Tools cover offset correction for measurements, radiation, humidity, and wind direction; threshold and missing value handling; and timestamp sanitization (validation, regularization, frequency detection). See examples/preprocessing/corrections/ and examples/times/.

Analysis

Seasonal-trend decomposition (STL, classical, or harmonic), lagged correlation and binned analysis, 2D grid aggregation, gap detection with monthly/annual breakdown, and percentiles/histograms. See examples/analysis/.

Derived variables

VPD from temperature and humidity, day/night flags from solar geometry, air density, aerodynamic resistance, unit conversions, lagged features, and clear-sky potential radiation. See examples/features/.

Eddy covariance

Flux detection limit from 20 Hz data, maximum covariance lag, pre-whitening bootstrap (PWB) for trace gases (CH4, N2O) with single-period and multi-file parallel variants, an end-to-end per-chunk PWB time-lag detect+remove pipeline (diive-tlag-pwb-detect-remove, plus a Textual TUI diive-tlag-pwb-detect-remove-tui) that splits long raw files into 30-min chunks and writes lag-corrected raw files (line endings preserved), wind double rotation, self-heating correction for open-path IRGAs, USTAR filtering, and random error propagation.
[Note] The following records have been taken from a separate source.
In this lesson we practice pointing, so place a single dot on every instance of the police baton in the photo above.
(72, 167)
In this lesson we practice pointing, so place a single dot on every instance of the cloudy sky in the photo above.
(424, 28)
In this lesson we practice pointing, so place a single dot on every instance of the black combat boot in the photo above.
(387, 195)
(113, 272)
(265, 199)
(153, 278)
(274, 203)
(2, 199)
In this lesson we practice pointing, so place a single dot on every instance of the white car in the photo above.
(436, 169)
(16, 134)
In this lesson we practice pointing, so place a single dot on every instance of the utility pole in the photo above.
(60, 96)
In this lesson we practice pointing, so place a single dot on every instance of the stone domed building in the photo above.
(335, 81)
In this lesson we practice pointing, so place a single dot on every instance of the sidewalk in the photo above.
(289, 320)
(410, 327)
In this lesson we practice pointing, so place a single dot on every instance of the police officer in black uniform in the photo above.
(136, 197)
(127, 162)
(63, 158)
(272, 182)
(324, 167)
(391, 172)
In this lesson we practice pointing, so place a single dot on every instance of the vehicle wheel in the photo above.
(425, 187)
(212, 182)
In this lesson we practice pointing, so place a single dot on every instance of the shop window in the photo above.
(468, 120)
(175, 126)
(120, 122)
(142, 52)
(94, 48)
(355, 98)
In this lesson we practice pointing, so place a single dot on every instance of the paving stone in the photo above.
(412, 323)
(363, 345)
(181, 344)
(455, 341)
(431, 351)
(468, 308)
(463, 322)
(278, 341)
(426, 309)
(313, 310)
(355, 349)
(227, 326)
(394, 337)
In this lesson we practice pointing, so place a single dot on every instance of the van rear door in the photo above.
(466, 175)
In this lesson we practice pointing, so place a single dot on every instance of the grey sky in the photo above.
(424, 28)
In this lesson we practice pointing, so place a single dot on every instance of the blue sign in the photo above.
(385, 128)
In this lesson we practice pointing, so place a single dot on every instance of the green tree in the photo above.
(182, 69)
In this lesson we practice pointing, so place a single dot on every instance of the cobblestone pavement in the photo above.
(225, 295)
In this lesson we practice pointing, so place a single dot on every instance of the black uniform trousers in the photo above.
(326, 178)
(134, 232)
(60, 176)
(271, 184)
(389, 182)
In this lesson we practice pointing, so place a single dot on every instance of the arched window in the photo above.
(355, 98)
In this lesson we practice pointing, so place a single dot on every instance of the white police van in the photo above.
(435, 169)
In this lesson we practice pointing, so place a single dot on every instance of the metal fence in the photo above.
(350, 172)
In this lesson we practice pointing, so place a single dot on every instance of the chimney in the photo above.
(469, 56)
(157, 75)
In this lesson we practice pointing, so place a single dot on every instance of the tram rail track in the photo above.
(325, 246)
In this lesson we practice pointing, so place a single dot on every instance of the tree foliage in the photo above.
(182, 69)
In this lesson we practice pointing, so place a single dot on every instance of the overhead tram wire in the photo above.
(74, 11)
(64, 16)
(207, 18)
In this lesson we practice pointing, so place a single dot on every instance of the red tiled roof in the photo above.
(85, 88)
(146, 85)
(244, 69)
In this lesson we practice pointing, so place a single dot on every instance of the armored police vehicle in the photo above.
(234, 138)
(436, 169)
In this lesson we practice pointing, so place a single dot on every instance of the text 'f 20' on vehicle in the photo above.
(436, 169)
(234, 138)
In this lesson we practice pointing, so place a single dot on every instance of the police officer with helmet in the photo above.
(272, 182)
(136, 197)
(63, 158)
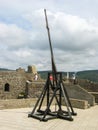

See examples/flux/.

Visualization

14+ plot types including time series, cumulative, diel cycle, heatmaps (datetime and year-month), hexbin, histogram, ridgeline, scatter, and anomaly plots. Both Matplotlib and Plotly are supported. See examples/visualization/.

I/O

Load and save parquet files, read single or batch EddyPro output, detect and split irregular files, and format data for FLUXNET submission. See examples/io/.


Contributing

See CLAUDE.md for development setup, coding standards, and testing.


License

diive is released under the GNU General Public License v3.0.